Trust your staff and they’ll behave accordingly
In my experience, if you place your trust in people they will generally behave accordingly. As business owners we spend a lot of time and money hiring – searching for the best people we can find, and then putting them in a job with responsibilities. What message does it then give to them if you then say ‘sorry, Facebook is banned here’?
Instead of trying to manage people’s time, I prefer to manage the results and allow people to manage their own time accordingly.
Social media is just another way to communicate
Do you have a telephone policy? A fax policy? A restaurant conversations policy? Social media is simply one more way to communicate, and conversations can happen anywhere. The technology itself is neither good nor bad. Creating a policy for each technology is the wrong way to go about managing the risks.
More rules and regulation just put people off
In my opinion you should be encouraging your staff onto social media. It helps create a human face to your organisation, enables you to engage where your customers are congregating and empowers each employee to be a proud representative of your company. No employee wants to get into trouble and more rules will simply make employees hesitant to engage in the very behaviour you should want to encourage.

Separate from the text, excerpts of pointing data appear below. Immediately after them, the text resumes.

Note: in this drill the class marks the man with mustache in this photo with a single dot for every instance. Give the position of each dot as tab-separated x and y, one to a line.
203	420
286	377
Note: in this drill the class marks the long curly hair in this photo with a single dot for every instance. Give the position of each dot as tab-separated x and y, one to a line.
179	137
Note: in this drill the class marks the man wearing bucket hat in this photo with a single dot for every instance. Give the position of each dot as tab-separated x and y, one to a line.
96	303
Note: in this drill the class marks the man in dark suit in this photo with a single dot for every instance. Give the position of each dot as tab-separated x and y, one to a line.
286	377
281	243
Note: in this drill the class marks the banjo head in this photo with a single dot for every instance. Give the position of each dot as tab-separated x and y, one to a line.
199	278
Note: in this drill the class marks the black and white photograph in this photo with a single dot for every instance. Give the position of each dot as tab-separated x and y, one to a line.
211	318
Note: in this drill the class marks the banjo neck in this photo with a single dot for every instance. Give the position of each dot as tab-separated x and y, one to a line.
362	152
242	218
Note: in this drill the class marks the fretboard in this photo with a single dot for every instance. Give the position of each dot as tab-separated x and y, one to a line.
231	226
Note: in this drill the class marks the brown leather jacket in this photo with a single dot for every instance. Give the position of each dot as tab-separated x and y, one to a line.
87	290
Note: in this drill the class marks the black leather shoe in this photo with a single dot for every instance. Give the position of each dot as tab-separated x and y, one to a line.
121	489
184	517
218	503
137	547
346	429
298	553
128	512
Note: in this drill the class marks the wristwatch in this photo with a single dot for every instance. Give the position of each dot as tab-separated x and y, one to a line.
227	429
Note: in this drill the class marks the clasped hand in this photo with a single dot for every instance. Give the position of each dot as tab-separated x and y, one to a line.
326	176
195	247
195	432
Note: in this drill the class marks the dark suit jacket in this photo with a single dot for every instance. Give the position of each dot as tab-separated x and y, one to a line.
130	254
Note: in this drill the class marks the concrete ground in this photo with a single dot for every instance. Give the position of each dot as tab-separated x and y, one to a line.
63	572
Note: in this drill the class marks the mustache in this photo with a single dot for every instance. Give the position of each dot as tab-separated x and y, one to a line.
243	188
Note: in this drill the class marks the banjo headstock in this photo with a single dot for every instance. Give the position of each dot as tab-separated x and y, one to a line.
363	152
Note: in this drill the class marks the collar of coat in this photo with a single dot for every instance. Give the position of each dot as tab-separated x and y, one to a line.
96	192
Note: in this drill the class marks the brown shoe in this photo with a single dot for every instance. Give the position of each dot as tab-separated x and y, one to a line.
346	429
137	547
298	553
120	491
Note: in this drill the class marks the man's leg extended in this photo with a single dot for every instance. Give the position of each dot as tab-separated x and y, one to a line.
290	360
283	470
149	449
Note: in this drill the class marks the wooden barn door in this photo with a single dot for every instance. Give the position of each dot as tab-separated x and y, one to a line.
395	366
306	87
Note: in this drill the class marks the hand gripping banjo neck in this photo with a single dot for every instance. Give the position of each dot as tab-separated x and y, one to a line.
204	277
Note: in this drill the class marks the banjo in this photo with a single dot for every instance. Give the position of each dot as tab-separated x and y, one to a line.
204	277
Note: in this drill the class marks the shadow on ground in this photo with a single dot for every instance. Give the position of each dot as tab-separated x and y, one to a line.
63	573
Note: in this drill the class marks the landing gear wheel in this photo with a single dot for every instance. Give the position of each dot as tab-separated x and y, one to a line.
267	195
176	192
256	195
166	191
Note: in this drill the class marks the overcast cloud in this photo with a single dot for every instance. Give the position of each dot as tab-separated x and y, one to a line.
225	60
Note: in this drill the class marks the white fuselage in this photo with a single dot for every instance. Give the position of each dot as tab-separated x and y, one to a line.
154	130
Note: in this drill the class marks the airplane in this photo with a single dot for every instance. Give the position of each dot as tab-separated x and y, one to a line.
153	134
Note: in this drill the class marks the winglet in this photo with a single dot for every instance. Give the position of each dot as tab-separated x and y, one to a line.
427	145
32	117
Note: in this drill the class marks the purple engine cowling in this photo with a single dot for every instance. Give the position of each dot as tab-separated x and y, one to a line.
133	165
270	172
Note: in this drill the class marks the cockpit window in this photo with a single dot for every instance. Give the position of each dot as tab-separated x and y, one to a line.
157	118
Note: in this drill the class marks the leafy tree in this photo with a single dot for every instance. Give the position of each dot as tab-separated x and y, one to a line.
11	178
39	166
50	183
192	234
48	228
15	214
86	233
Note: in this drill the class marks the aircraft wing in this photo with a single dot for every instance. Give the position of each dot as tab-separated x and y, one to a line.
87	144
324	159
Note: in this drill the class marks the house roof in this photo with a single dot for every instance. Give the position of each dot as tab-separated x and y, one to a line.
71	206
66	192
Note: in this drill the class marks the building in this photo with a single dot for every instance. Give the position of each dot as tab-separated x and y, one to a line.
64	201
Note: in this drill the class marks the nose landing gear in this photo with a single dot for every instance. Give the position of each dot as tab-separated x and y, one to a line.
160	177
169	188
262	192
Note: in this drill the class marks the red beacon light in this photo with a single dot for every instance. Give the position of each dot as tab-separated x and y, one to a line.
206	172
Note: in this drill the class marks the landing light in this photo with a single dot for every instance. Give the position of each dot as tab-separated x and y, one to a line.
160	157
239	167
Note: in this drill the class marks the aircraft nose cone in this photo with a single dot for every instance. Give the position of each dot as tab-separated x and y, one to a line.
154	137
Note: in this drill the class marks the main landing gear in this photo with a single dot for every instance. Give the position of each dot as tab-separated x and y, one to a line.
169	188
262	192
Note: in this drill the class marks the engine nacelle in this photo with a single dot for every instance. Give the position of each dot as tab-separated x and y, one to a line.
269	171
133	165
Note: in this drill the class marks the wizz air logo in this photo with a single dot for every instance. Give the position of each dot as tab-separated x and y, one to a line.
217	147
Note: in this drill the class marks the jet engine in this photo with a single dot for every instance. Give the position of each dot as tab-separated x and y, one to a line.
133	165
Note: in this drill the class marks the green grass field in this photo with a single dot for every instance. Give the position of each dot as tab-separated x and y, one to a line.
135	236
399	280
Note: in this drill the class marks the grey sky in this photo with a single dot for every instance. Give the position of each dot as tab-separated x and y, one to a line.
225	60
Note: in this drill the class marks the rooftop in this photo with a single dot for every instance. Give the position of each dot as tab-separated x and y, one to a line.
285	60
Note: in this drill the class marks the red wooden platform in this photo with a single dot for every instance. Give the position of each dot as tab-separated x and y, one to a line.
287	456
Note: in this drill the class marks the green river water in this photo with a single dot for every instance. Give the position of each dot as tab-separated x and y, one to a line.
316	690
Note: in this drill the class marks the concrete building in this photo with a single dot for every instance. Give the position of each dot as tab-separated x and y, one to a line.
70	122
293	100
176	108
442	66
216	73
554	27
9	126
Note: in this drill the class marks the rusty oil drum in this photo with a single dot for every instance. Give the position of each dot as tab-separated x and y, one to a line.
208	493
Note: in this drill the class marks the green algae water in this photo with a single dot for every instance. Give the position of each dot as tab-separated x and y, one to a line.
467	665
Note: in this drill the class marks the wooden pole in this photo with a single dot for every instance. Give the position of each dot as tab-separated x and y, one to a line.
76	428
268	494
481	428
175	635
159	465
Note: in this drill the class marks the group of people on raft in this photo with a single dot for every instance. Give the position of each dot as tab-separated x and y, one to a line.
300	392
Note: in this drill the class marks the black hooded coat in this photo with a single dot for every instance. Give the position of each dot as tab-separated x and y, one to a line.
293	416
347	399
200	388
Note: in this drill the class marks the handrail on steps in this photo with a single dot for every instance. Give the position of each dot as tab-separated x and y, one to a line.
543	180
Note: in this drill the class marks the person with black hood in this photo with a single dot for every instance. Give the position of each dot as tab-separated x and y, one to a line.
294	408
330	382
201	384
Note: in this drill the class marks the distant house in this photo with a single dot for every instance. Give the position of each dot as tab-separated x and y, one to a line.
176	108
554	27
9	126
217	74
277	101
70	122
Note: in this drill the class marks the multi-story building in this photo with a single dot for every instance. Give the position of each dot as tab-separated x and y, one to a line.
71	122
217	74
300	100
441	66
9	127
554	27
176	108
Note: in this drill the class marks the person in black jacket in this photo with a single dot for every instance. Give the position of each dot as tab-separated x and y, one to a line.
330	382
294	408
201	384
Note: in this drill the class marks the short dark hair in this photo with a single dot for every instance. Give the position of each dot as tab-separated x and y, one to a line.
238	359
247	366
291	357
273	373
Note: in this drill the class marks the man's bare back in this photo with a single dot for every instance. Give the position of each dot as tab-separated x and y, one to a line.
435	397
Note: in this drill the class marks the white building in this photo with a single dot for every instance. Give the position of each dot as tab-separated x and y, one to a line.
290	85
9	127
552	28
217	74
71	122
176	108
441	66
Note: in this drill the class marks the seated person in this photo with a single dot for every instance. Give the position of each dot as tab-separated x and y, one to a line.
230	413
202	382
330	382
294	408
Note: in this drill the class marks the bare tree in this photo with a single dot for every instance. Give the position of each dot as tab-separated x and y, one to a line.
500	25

You probably already have all the rules you need
You probably have an employee handbook in place that has all the rules and regulations you could possibly need to define what is, and is not, appropriate behaviour. It’ll likely cover things like discriminatory behaviour, immoral and illegal activities, how to behave with customers and colleagues and how to handle confidential information. You can violate those regulations in person, on the phone, and yes, in social media.
Do you really need another policy for this particular technology?
What should you do instead?
So if you don’t have a social media policy, what should you do instead?
Well, as I have written before, no policy will be able to cover all aspects of a conversation. Instead you need values. Values enable employees to make smart decisions by themselves about how to engage.
Don’t Zappos values say everything staff need to know about how to engage with people on social media? Microsoft’s blog policy is famously two words: Blog Smart. It’s about empowering staff to make smart decisions based on company values.
Instead of creating a bunch of command and control rules that nobody reads, think about the values that embody your company and how you can use them to enable staff to make decisions by themselves, engage customers, and win new business.
What do you think? Any other ideas to add?
Mark – good commentary. I agree with you that social media is just another channel and to try to put hard-core parameters around employees’ own conversation is a) unproductive and b) a turn-off. However, I think a general viewpoint via a social media “policy” is important and can scale as needed. Microsoft is a great example of simplicity. Cisco’s is more indepth. I think that every individual has their own view of what “social media” is and even more, don’t have the common sense filter built into them – for this, some sort of policy is critical. There are also many organizations who still aren’t comfortable operating in the online social channels (crazy, I know) because they are so risk averse, it’s crippling to them. I just think a common set of guidelines (even 1 guideline) is necessary. Otherwise, everyone will have their own interpretation – based on their own personal experience and/or habits – that they inadvertently saddle their employer with.
Hi Mark
This is an interesting post. As an employment lawyer you might not be surprised that I think employers do need a social media policy. Whilst I can see the force in the points you raise (especially treating your employees like responsible adults) the unescapable fact is that when there is misuse of social media an employer will be in a much stronger position to deal with any disciplinary issues if they have set down clear and succinct rules on what is and is not acceptable. If you already have lots of policies covering bullying and harassment etc in place then great, but most employers don’t.
There are also grey legal issues – particularly concerning contacts acquired via social media (eg on Linked In). To whom do business contacts belong if acquired in the course of an employee’s duties? They probably count as confidential information and thus belong to the employer, but the law isn’t fully settled on the point. This is an issue that needs to be covered somewhere in the contract of employment, staff handbook or a social media policy.
Employees do misuse social media tools regularly and many people seem to take on an alternative persona when online and write things they wouldn’t dream if saying to someone face to face or over the phone.
Microsoft’s social media policy of “blog smart” might work in tech-savvy companies but it won’t work everywhere. The emphasis should be on education as much as writing policies but I don’t think you can have one without the other.
I also agree that the technology itself is neutral. It’s the viral nature of social media that raises great possibilities but also poses significant risks if misused. Anything that relies on people input is an accident waiting to happen!